SEO and Talk: The Non-Story
In the past few weeks, there have been a number of stories presaging a shift in how Google and other search engines rank content.
The contention is simple enough: Current search engine technology is limited because people game the system. Lately, people have been gaming the system a bit too successful; people have documented the unreasonable success of both Demand Media (recent IPO) and The Huffington Post (just sold to AOL).
“Gaming the system” is, in the system, called “Search Engine Optimization.” And, – due to the recent scrutiny - a number of people are taking the opportunity to forecast the death of search engine optimization.
Farhad Manjoo makes the argument in Slate that content farms are doomed an ignoble death. According to him, the problem is that “Google’s weaknesses aren’t permanent.”
There are a few problems with this forecast. To illustrate them, let me back up a bit and discuss search engines and content farms.
Originally, a search engine existed to answer the question “Which pages on the internet have to do with my query?” But, as their power and success has grown (and by “their” I mean “Google’s”) so has the scope of their ambition.
Now, a search engine exists to provide a (satisfactory) answer to a searcher.
The history of search engines means that this has taken the form of links (10 to a page!) and, occasionally, in-line answers (Bing’s “Instant Answers” and the like). The current form of search engine results as a set of blue links casts the search engine strictly as an intermediary between the searcher and the answer.
The history of search engines also lead to the rise of content farms.
From an objective perspective, content farms fulfill the same goals as search engines. That is, a content farm aims to have a page ready for every question an individual may have. Whether it’s How to Train My Hamster, How to Kill Flies in Your House with Mushrooms, or How to Set Up a Super Bowl Party, eHow has a page ready.
How do they know what pages people want? Well, it’s pretty simple: they mine search engine data. (Well, plus some guesswork and interpolation).
It’s a pretty ingenious idea: people are looking for things on Google, so why not create the very things they’re looking for? You already know what they’re looking for, since they’re already searching.
Really, it’s a wonder search engines didn’t think of the idea themselves (Oh, wait, they did).
Now, due to revenue concerns, most of the content in content farms is crap. You pay very little, and then reap in the advertising revenue. As the advertising revenue scales with how much traffic you get, and traffic comes almost exclusively from search engines, content farms sink a huge amount of effort trying to find (i) what search engines consider important, and (ii) doing more of what they consider important.
This is problematic for a few reasons, all of which can be summed up by: “Google isn’t perfect.”

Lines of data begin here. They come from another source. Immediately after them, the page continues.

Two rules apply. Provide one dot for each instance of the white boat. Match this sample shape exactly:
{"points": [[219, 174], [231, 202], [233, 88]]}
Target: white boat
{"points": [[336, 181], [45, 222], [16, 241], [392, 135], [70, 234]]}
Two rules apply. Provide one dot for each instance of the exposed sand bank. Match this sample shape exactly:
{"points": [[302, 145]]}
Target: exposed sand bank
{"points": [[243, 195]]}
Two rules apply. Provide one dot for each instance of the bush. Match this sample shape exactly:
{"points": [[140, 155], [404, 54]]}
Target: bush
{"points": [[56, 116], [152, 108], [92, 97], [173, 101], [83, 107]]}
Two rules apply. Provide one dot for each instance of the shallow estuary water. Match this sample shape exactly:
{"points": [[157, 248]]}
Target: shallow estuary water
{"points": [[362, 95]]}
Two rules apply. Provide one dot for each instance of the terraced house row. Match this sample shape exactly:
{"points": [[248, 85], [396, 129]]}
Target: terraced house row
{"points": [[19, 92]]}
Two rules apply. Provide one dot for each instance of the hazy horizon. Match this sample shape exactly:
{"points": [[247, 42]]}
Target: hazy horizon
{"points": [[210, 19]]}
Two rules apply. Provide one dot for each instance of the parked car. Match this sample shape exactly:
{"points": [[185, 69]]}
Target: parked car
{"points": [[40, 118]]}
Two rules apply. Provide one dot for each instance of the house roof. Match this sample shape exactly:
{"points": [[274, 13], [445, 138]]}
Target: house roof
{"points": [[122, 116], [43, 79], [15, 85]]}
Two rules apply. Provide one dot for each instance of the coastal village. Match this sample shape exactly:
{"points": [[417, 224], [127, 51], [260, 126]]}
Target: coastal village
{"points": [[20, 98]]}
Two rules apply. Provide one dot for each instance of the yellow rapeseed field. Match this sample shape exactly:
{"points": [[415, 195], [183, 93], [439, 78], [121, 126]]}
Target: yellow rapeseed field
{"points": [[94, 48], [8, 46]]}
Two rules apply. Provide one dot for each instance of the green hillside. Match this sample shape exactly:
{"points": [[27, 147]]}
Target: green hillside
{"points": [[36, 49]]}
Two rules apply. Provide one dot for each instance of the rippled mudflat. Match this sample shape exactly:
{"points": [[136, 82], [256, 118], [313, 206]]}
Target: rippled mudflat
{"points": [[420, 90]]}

More specifically, search engines like Google measure proxies of quality and use it as an indicator of quality. This is expressed most clearly in Google’s big breakthrough – PageRank. PageRank assumes that (i) humans link to web pages, and (ii) on average, a link is a vote. Someone considers the page valuable, or no one would be linking to it. Certainly, Google uses other variables (Bing uses over a thousand, so we can infer that Google uses at least that many. Sort of.). But (almost) all of them are proxies for value – proxies for the reality of the situation.
When content farms engage in search engine optimization, they are “tricking” Google into thinking that their content is higher quality that it actually is.
To an extent, this is purely a trick. Google must – and has in the past – responded by de-valuing signals which people being to manipulate consciously.
But in another sense, this is good: some of the things Google tracks actually do have to do with quality. The announcement last year that Google was going to begin using page load speed as a ranking factor is an example – sites that load faster as more pleasant to use, so sites that work for a higher Google ranking will also benefit site users.
In that sense, search engine optimization is similar to grammar. Yes, a writer with poor grammar can communicate himself – but it’s considerably easier for a reader to interpret someone who has a grasp of good grammar.
This explanation of search engines and content farm suggests a couple of things.
First, that search engine optimization isn’t going anywhere (nor has grammar, to the dismay of many).
Second, that as Google becomes better at providing links to high quality answers, content farms will provide higher-quality answers.
It’s a terribly symbiotic relationship. Since content farms subsist on advertising revenue, the more accurately Google (and others) can reflect user judgment, the higher the quality of the content that content farms will produce.
Unless both run out of money, which is rather unlikely – after all, it’s Google (AdSense) that’s paying the bills for the content farms, and it’s Google AdWords which is paying the bills for search.